Capítulo 10
Chuleta recogió a Susanita del colegio. Cada martes de la semana, debía ayudarle a resolver los tibios problemas matemáticos que le dejaban sus maestros. Tenía una excelente paciencia para los niños. Susanita llegó sin saberse la tabla del uno. El cambio fue gradual pero perceptible. Ahora contestaba con rapidez y era capaz de deducir operaciones en base a la cantidad de lecturas. Era la base de todo. Por eso, le enseñó a leer primero y luego a imaginar. Dentro de este proceso desarrolló un criterio para poder discernir las operaciones planteadas. Susanita era una niña dulce de grandes lentes. Su voz no era más dulce que la de una avecilla en ciernes. Le daban tanta ternura sus caras al no entender además de ser muy ocurrente. Fue quien le contó de un muchacho que había preguntado por ella:
«Era alto y delgadito. Con lentes y cara de persona triste».
Chuleta tuvo miedo. Saber a Romero tan cerca a su ámbito personal le incomodó. Le parecía vigilante de sus movimientos, orate y demente. Lo imaginó incapaz de cruzar la línea, era un tonto. Quizá la habría seguido. Qué estaba dispuesto a hacer por allí. Evitó preocupar a Susanita y terminó con la lección.
«¡Muchas gracias!», exclamó la niña. «Mi mamá no me va a gritar hoy».
Cerró bien las puertas de su casa. Procuró que la ventana del cuarto de su padre esté asegurada. El hombre dormía con una serenidad impasible, le pareció raro. Luego pensó en Romero. No sabía qué maleficio le había conjurado, qué constantes había alterado de su psique, pero se instaló en un lugar del cual no podía apartarlo. Le gustaba que fuera tan apasionado, aunque a veces se excediera. Hay momentos para todo. Una chica de 28 años con alguien de 20... No era una relación precisamente ideal. Quiso saber qué hacía, si ya la había olvidado. Esperaba que no. Si tan solo lo hubiera conocido en otra época y en circunstancias distintas. Su padre disfrutaba de la pintura al igual que Romero y juraría que se podrían llevar bien. Si es que su padre no padeciera Alzheimer y Parkinson. Ahora solo era un hondo recuerdo en el pecho que quemaba con llama extinta de aquella paternidad sobresaliente de antaño. Quiso llorar, pero no pudo. Las lágrimas se le habían secado de tanto llorar, ya no quedaba nada de aquella niña débil. Chuleta se acomodó abrazando a su padre, sin temblar. El hombre viejo abrió los ojos y la vio esta vez con la mirada de otros tiempos.

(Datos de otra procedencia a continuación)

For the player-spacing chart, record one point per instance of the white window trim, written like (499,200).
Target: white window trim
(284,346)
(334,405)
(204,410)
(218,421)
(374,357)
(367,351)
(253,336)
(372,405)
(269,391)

«¿Cómo estás mi Julieta? Dice Romero que te quiere con todo su corazón».
Julieta no lo creía. Era un espejismo, algo que no estaba ocurriendo. Frenó un impulso por llorar, las lágrimas quedaron congestionadas en sus ojos, sin caer, dubitativas, indecisas, a la mera orden de ser expulsadas con la emoción más grande de la vida. Hacía muchos años que su padre no la llamaba por su nombre. Decidió que era mejor que la llamen de otros modos, incluso se llegó a olvidar de la fonética de su nombre. Escucharlo en la voz de su padre fue el mejor regalo del mundo. ¿Cómo conocía a Romero entonces? Abrazó a su padre hasta aplastarlo.

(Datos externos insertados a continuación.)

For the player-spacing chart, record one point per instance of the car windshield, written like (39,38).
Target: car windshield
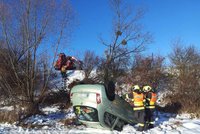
(86,113)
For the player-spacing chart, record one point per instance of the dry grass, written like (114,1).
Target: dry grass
(9,116)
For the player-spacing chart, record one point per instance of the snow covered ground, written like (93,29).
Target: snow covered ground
(52,124)
(54,121)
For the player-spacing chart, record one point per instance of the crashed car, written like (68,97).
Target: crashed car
(97,106)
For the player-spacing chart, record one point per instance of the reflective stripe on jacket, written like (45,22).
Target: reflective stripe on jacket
(151,100)
(138,101)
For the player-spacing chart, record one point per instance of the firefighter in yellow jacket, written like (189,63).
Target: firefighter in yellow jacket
(136,99)
(150,101)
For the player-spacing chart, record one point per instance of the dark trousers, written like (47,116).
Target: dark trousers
(140,116)
(149,116)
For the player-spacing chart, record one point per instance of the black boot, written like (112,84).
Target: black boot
(146,126)
(140,128)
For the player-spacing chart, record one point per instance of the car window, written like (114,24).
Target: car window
(109,119)
(86,113)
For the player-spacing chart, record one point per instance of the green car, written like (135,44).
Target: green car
(98,107)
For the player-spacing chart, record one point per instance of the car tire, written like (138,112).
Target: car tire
(110,90)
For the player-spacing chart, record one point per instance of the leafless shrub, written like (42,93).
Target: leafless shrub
(26,27)
(147,71)
(9,116)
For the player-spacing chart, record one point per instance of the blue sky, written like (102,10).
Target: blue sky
(165,19)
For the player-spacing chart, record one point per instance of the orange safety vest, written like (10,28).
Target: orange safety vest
(151,101)
(138,101)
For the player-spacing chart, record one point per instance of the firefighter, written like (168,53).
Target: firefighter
(150,100)
(136,99)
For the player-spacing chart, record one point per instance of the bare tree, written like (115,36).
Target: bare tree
(29,27)
(185,81)
(127,37)
(147,71)
(91,62)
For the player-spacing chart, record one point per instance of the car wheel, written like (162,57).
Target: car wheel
(110,90)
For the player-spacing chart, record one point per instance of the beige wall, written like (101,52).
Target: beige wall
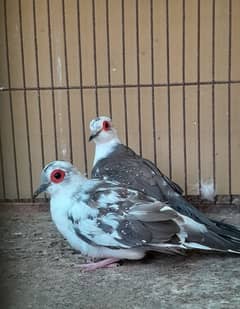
(39,124)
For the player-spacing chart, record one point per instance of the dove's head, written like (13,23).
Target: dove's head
(59,176)
(102,130)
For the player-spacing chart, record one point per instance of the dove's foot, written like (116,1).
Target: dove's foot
(106,263)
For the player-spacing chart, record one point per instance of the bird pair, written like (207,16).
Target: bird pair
(129,207)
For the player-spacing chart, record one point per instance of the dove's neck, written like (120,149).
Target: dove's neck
(104,149)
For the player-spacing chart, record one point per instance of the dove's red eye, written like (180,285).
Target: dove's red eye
(106,125)
(57,176)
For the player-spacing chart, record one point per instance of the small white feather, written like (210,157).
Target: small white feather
(207,190)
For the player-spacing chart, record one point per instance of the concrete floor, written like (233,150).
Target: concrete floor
(38,270)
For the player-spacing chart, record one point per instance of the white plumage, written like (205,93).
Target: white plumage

«Padre hermoso y bello de mi corazón, ¿quién te dijo mi nombre?».
«El chico me lo repetía hasta quedarme dormido, dice que te quiere, dice que te ama. Entra por la ventana a la una y sale a las cinco».
Romero tocó la puerta y Julieta la abrió de par en par. Romero estaba con traje formal y le regaló un ramo de flores.

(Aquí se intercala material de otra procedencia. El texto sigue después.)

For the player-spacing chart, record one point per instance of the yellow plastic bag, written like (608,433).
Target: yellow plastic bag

«Me dijeron que te gustan las orquídeas».
Julieta echó a llorar mientras lo abrazaba. Sus lágrimas mojaron el pecho de Romero quien se sintió feliz, dichoso, vivo y lleno de un amor incontrolable.
«Siento haber armado todo este drama. Supe que tu padre te había olvidado y prometí que eso era incapaz. Nadie sería capaz de olvidarte, cariño mío. Menos el ser que más amas en esta vida. Solo me encargué de ofrecerle mi ayuda».
Chuleta no sabía qué decir. Solo quería sostenerse de aquel chico por el resto de su vida.
«Quédate conmigo y no me dejes soñando...»
Romero no olvidó para siempre ese abrazo, fue el comienzo de una nueva aventura a su lado.